There are perhaps a dozen schools in Arkansas, including ASMSA, that have true computer science programs, he said. Many of the other schools are teaching basic computer classes, such as mobile applications or other courses based on AP computer science curriculum, but the classes are taught by faculty who aren’t necessarily trained in computer science.
“There is not a state certification for computer science teachers in Arkansas,” he said. “ Some of the classes are taught by math teachers, some by business teachers. Computer classes are being taught in more schools in Arkansas as they try to add value to their particular institution or school district.”

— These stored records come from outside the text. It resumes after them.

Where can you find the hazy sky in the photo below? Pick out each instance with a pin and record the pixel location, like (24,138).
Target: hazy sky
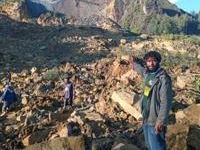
(187,5)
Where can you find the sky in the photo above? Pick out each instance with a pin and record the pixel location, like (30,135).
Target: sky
(187,5)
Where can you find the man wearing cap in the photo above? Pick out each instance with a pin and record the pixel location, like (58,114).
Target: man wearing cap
(156,99)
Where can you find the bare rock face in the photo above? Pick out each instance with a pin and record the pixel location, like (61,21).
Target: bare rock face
(150,7)
(83,8)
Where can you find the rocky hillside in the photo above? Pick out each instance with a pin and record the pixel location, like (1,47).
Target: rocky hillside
(41,53)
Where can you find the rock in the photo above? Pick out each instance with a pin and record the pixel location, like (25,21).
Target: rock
(71,129)
(180,115)
(103,143)
(33,70)
(21,118)
(9,129)
(24,101)
(36,137)
(125,101)
(122,146)
(123,41)
(72,143)
(144,36)
(184,134)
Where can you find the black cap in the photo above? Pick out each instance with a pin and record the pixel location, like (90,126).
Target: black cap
(153,54)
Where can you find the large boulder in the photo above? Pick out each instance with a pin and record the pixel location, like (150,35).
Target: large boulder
(128,102)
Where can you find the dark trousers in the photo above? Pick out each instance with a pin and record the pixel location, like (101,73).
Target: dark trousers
(152,140)
(67,101)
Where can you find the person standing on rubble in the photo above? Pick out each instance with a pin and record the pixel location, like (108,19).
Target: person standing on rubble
(156,99)
(68,93)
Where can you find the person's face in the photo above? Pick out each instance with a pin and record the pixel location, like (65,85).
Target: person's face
(151,63)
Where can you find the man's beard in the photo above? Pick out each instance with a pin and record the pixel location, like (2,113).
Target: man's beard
(153,69)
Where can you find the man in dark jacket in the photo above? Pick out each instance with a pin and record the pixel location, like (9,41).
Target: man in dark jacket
(156,99)
(68,93)
(8,98)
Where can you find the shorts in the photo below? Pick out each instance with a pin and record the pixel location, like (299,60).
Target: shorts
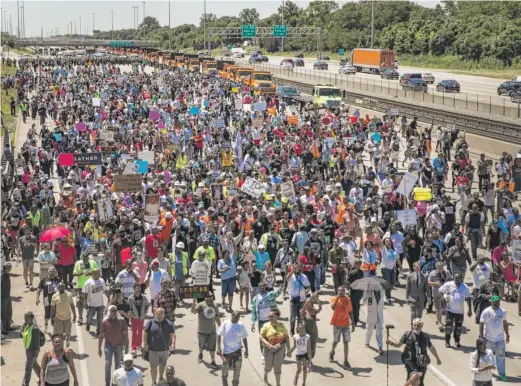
(158,358)
(47,312)
(207,341)
(439,303)
(343,332)
(62,327)
(228,286)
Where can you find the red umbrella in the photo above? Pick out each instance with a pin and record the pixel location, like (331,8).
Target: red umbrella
(54,234)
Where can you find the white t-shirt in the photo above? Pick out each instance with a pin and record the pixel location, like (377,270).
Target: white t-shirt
(457,296)
(155,281)
(493,320)
(95,290)
(301,343)
(232,335)
(480,275)
(121,377)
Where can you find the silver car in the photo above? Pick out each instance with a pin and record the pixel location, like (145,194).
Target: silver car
(428,77)
(347,69)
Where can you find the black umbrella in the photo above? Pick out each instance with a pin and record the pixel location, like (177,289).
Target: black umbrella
(372,283)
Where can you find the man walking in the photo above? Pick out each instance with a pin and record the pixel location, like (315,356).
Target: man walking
(234,337)
(493,326)
(455,293)
(114,331)
(342,313)
(416,291)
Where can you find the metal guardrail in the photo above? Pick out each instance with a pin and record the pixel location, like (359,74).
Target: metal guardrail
(487,127)
(489,105)
(49,42)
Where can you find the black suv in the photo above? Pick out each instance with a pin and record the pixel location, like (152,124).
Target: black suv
(508,88)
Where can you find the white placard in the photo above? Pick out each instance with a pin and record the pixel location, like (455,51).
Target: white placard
(287,189)
(407,217)
(147,155)
(516,251)
(406,184)
(252,187)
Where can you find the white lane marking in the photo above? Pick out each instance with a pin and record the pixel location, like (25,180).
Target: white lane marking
(83,363)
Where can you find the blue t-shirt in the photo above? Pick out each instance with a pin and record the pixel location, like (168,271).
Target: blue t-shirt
(232,272)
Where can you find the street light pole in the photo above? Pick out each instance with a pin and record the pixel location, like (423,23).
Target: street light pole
(112,32)
(372,23)
(169,27)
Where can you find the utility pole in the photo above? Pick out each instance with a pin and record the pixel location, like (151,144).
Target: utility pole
(204,24)
(112,32)
(18,21)
(372,23)
(170,27)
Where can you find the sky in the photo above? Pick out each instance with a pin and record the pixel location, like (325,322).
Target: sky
(57,15)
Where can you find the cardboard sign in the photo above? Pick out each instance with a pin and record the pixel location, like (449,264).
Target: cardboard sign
(193,291)
(106,135)
(66,159)
(127,183)
(257,122)
(407,217)
(86,159)
(219,122)
(252,187)
(516,251)
(287,189)
(151,208)
(142,167)
(147,155)
(259,106)
(407,184)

Each ASMSA student must take at least one computer programming course as part of the required curriculum. Available courses also cover programming languages such as Java, C++ and Python. There are also unique course offerings such as game programming and AI/robotics.
Frank said the main focus of the Academy in the past has been to award scholarships to students and teachers. At the business meeting that was held along with the induction ceremony, members discussed how important it is for the Academy to develop partnerships with the Computer Science Teachers Association and the Arkansas STEM Coalition, perhaps even having a computer science summit.
Frank joined the ASMSA faculty in November 1995. He had recently returned to Arkansas after serving on the faculty at Cameron University in Lawton, Okla. He interviewed with a committee that was leading a search for a network administrator for ASMSA, but there was also a computer science position open. Frank took the computer science position, although he also spent part of his first year as the network administrator for the campus.
Frank had previously taught at Henderson State University in Arkadelphia, his alma mater, and worked in the private sector as well. It was his interaction with students that always drew him back to education. It was also the students who led him to accept the full-time faculty position at ASMSA over the network administrator position.
“I’ve really enjoyed teaching. I accepted the job. I didn’t know the salary, and I didn’t know if they made teachers live here. I was just ready to get back into the classroom,” he said, indicating how much he wanted to remain in the teaching field.
He decided to become a teacher thanks to Clarence Durand, a computer science professor at Henderson State who served as Frank’s undergraduate adviser.
Frank served as Durand’s tutor and grader. Many of the students who Frank tutored gave positive comments about his ability to help them. Durand encouraged Frank to get his master’s degree so he could one day return to Henderson to teach.
After earning a master’s degree from Southern Mississippi University and a public sector job, he would return to teach at Henderson and get to call Durand a colleague for a time.
With Frank’s induction into the Academy, he gets to once again call Durand a colleague. Durand was inducted to the Academy in 2008.